As nieces and grandchildren flitter around the small house on 4th Avenue looking for old photos, Lucille Shazier sits on an old chair on her front porch, a space heater blasting warm air to her legs. She will celebrate her 108th birthday on Friday, making her unofficially the oldest person in Crisp County.

“I was born February 13, 1913 in Oakfield about halfway between Cordele and Albany,” she said. “My mother died when I was two, and my daddy took me to my aunt’s house in Cordele and she raised me.”

To put that in perspective, William Howard Taft was President of the United States; World War I hadn’t happened yet and the Great Depression was still 16 years away.”

Lucille says she has no plans to celebrate the milestone birthday.

“I’ll probably go to my church, Greater Morris Tabernacle Baptist Church ,” she said.” And then I’ll just sit around talking to my family and friends.”

When asked about her most vivid memories, she didn’t hesitate

“It was about 10 years old when I met Jesus,” she said, a big grin spreading across her cheeks.

“When I was growing up, children didn’t hang around with grownups,” she said. “They were supposed to be playing outside or working chores or playing or doing something, but we weren’t supposed to be around the grown-ups.

She said she retreated to a place under the front porch and began making dolls out of grass. Then she made dollhouses with sticks and used dirt to decorate them..

A woman came to visit so Lucille went outside to play with her dolls. She could hear her mother and the woman talking about Jesus and she stopped in the middle of the room right where she was and just hugged him.

“I couldn’t see him but I knew he was there,” she said. “So I went to Gum Creek with a group from Greater Morris Tabernacle Baptist Church to be baptized.”

She recalled taking the Shoo Fly train from Cordele to Fitzgerald to visit her father. He would travel from Ocilla to Fitzgerald in his mule-drawn wagon to pick her up and take her to the farm, where she would have to work.

In those days, all cotton was picked by hand and the speedy pickers got the most money. Lucille was a young girl and could not work as fast as everyone else, but her father had her out with him harvesting cotton and was telling her that she had to work faster to keep up.

“I prayed, “Dear Jesus, you know I’m working as fast as I can. Please help me.”

She said she looked out ahead of her and saw a long blank spot on the row ahead of her.

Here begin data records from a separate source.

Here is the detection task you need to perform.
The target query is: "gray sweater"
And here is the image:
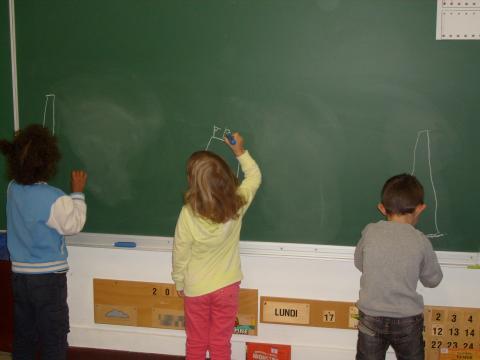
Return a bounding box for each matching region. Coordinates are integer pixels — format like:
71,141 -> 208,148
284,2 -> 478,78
354,220 -> 443,317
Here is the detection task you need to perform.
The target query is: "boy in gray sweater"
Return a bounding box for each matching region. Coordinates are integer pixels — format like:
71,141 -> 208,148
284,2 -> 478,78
354,174 -> 443,360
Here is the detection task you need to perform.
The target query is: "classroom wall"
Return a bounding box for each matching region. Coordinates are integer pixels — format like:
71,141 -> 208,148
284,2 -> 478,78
66,233 -> 479,360
0,0 -> 14,228
5,2 -> 480,357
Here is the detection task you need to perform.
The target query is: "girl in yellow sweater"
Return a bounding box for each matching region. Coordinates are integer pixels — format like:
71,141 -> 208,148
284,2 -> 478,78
172,132 -> 261,360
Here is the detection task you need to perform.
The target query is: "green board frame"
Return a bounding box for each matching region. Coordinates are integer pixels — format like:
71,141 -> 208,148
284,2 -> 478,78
9,0 -> 480,251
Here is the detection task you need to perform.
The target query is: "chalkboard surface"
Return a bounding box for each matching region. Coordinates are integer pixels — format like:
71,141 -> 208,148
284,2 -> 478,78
12,0 -> 480,251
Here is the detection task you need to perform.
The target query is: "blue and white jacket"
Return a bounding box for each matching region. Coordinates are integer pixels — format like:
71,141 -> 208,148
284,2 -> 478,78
6,181 -> 87,274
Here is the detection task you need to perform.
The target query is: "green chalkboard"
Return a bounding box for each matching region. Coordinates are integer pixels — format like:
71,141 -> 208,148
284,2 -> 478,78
11,0 -> 480,251
0,0 -> 13,229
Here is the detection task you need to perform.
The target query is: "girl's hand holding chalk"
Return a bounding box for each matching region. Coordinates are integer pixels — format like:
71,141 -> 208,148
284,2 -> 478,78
71,170 -> 88,193
224,131 -> 245,157
225,131 -> 236,145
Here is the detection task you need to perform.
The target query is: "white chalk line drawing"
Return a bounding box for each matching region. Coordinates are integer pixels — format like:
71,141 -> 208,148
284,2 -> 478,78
205,125 -> 240,177
411,129 -> 445,238
42,94 -> 56,135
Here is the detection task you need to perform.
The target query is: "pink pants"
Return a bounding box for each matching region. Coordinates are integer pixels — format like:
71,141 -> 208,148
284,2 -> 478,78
184,282 -> 240,360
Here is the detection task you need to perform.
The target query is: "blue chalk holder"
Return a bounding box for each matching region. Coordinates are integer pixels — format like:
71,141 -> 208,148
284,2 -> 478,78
114,241 -> 137,248
225,131 -> 236,145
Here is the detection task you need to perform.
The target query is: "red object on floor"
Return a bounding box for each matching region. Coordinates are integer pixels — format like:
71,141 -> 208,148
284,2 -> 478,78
246,342 -> 291,360
0,260 -> 13,352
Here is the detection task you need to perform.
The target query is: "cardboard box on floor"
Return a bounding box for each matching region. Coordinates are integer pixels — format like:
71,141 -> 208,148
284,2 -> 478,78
246,342 -> 291,360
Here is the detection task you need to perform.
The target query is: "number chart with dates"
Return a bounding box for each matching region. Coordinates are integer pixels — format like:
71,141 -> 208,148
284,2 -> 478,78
93,279 -> 258,335
425,305 -> 480,360
260,296 -> 359,330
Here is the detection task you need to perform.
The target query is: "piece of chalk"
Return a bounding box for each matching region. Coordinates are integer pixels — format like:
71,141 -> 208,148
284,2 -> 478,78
225,131 -> 236,145
114,241 -> 137,248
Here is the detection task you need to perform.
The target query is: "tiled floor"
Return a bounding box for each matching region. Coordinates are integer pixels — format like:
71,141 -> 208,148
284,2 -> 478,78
0,352 -> 11,360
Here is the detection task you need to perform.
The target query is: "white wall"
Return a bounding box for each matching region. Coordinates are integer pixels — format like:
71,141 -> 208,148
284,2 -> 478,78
66,233 -> 479,360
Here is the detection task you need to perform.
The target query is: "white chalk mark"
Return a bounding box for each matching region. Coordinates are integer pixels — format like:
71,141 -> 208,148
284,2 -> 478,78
205,125 -> 240,177
411,130 -> 445,239
205,125 -> 223,150
42,94 -> 56,135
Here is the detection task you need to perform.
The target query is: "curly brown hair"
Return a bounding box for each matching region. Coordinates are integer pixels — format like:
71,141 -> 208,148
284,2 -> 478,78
0,124 -> 61,185
185,151 -> 246,223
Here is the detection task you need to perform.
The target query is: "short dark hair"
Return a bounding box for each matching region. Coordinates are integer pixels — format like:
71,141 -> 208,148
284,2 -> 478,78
381,174 -> 424,215
0,124 -> 61,185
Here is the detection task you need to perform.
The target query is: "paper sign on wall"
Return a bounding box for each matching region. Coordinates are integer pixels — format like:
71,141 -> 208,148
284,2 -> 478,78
436,0 -> 480,40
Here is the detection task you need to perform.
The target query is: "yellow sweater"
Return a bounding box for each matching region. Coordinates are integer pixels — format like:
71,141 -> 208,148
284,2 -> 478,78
172,151 -> 261,297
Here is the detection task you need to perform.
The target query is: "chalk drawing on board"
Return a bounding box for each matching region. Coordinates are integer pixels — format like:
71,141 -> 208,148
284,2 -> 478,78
411,130 -> 445,239
205,125 -> 240,177
42,94 -> 56,134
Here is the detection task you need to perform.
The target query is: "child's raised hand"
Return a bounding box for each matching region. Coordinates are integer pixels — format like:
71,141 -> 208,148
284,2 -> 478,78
224,132 -> 245,157
71,170 -> 88,193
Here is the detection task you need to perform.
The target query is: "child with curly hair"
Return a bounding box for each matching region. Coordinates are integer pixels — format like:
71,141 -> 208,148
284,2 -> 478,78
0,124 -> 87,360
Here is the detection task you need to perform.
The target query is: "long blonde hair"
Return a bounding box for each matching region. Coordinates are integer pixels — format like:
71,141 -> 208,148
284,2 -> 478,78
184,151 -> 246,223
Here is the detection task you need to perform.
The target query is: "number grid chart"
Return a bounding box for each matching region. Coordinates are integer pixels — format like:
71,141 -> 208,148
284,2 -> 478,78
425,305 -> 480,360
93,279 -> 258,335
258,297 -> 479,359
436,0 -> 480,39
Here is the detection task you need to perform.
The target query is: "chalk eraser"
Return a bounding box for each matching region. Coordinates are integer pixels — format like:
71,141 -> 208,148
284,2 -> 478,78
114,241 -> 137,248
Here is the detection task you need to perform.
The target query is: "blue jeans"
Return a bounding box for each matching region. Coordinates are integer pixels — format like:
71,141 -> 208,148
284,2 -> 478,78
12,272 -> 69,360
356,311 -> 424,360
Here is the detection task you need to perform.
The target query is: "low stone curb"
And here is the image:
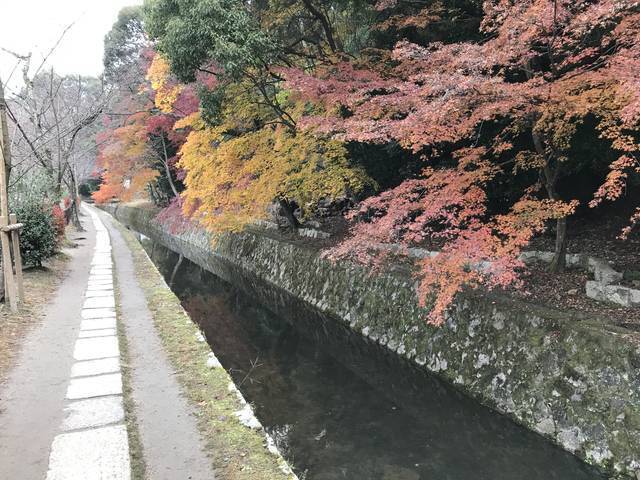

“I ran past that empty spot in the row and caught up with everyone else,” she said. “And I caught up with all the others.”

She said she worked hard her whole life, mainly doing domestic work. She says hard work; a love for Jesus and eating healthy is her secret to aging so well.

She has vivid memories of sitting on a porch in the evening listening to the radio with friends. She also remembered the first time she got to vote.

“They didn’t let colored people vote,” she said. “My friend told me I could vote and I have voted ever since.

Other memories include the day Dr. Martin Luther King, Jr. stood at the steps of the Lincoln Memorial and said he dreamed that one day “my four little children will one day live in a nation where they will not be judged by the color of their skin but by the content of their character.”

That day came true when Barack Obama was elected President.

“He was elected because he was a good man,” she said. “It didn’t matter about the color of his skin.”